After my year of service ended, I worked for nonprofits for a few more years before I decided to go back to school for my social work degree. I had just started grad school full-time when the doctor found some pre-cancerous cells that needed to be removed. I had two quick outpatient procedures, each lasting less than 30 minutes. I had really good insurance, so I wasn’t worried. Insurance would cover 80% of the cost, and for two short procedures, I figured the cost couldn’t be that high.
I was wrong.
The hospital bills (just the portion I owed, after insurance covered its 80%) totaled over $5,000. I was a full-time student. I received a $500/month stipend for being a research assistant. How was I supposed to pay $5,000 in medical bills? I had to beg and plead with the billing staff to let me pay just $50 a month – and even that was more than I could afford to pay. I thought I was going to have to drop out of school and just work full time.Except the economy tanked and no one was hiring. Luckily, I was written off as a charity case, after months of threatening letters from the hospital, tearful phone calls, faxes of bank statements, and letters from my school.
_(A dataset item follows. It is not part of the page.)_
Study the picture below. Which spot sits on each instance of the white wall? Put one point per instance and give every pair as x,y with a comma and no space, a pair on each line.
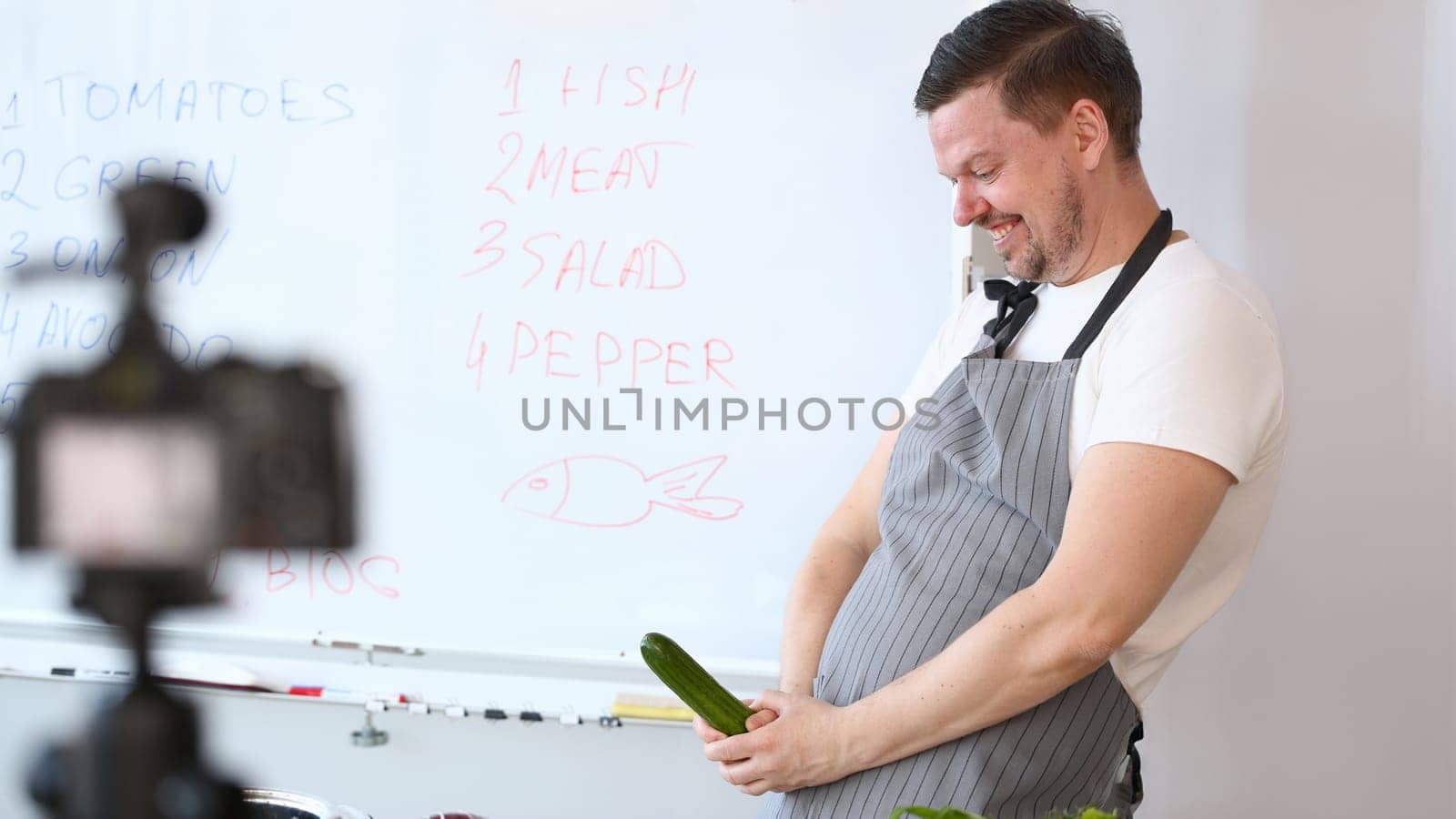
1310,145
And I’m one of the lucky ones. I know my story is nowhere near as sad or infuriating as many of the stories out there – and I’m so thankful for that… but this whole ordeal was such an eye-opening experience for me. Up until last year, I just assumed that should I or any of my loved ones need medical attention, we’d just…. get it. Without having to go into serious debt, have our credit scores threatened, or have to stress out about how to pay for it. We have insurance, and that is supposed to cover our health care costs.
So please, ladies and gentlemen of Congress, please, please, please listen to the PEOPLE you are supposed to be serving. Hear our stories. We need affordable health care. We need our insurance companies to be kept in check. We need you to pass legislation for health care reform. And we need you to do it NOW. We don’t have lots of money to sway your votes or lobby aggressively. We’re too busy trying to find jobs that will pay for our insurance and health care costs. You have been elected to serve us, and, excuse my rudeness, but – I’m talking to you Senators Chambliss and Isakson – you’re doing a piss poor job of it!
We need a public health insurance option. We need regulation for private insurance companies.
The public library and my public school education have served me well. Extremely so. Can I please get public health care, too? I will gladly and willingly pay more in taxes for this service. And all you tea-party folks – well, I will save that letter for another day.